Satish Thorat
Satish Thorat

Reputation: 914

Widget as argument to command option of widget

I want to deactivate the button when user presses it. As there are lots of buttons in GUI that I'm making. I want to generalise this. I am doing it the following:

def deactivate (btn):
   btn.configure(state='disabled')
   print ('Button is deactivated')
   return

Button = Tk.Button(root, text='click',command=lambda: deactivate (Button))
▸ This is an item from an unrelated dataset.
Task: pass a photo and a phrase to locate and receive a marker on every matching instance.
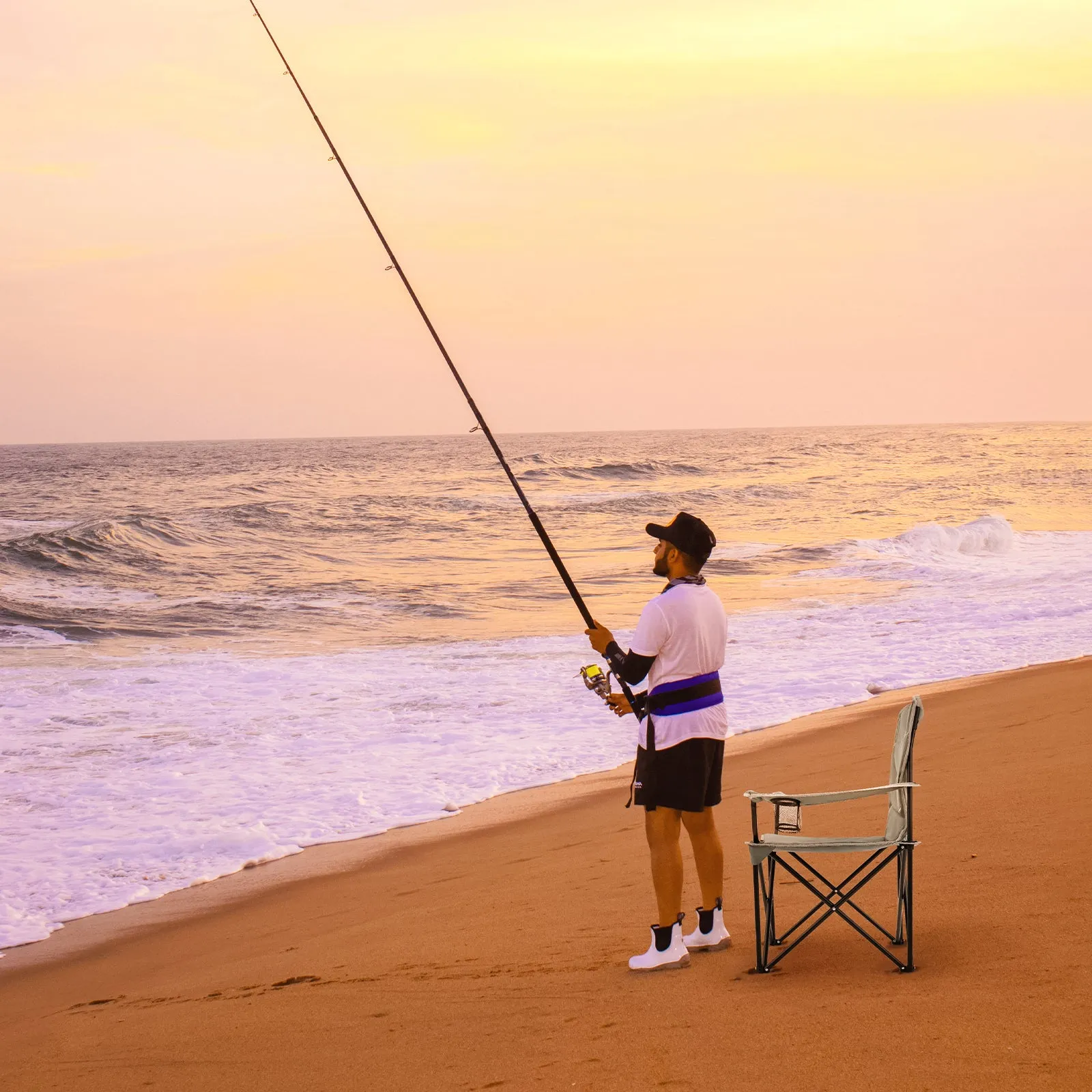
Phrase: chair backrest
(902, 769)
Above code is working fine for me, but nowhere I have seen anybody using this. So, I'm wondering, does this has complications going forward that I'm not aware of?

Upvotes: 0

Views: 242

Answers (1)

acw1668
acw1668

Reputation: 46678

Your implementation is fine. But as you said there will be a lot of buttons having same feature, then I would suggest to create a custom Button class (inherited from tk.Button) to embed this feature and use this custom Button class for those buttons requiring this feature.

Below is an example:

import tkinter as tk

class MyButton(tk.Button):
    def __init__(self, parent=None, *args, **kw):
        self._user_command = kw.pop("command", None)
        super().__init__(parent, *args, **kw)
        self["command"] = self._on_click

    def _on_click(self):
        self.configure(state="disabled")
        if self._user_command:
            self._user_command(self)

def on_click(btn):
   print (f'Button "{btn["text"]}" is deactivated')

root = tk.Tk()

button1 = MyButton(root, text='click', command=on_click)
button1.pack()

button2 = MyButton(root, text='Hello', command=on_click)
button2.pack()

root.mainloop()

Note that I have changed the callback signature for command option. The instance of the button will be passed to callback as the first argument, so that you can do whatever you want on the button.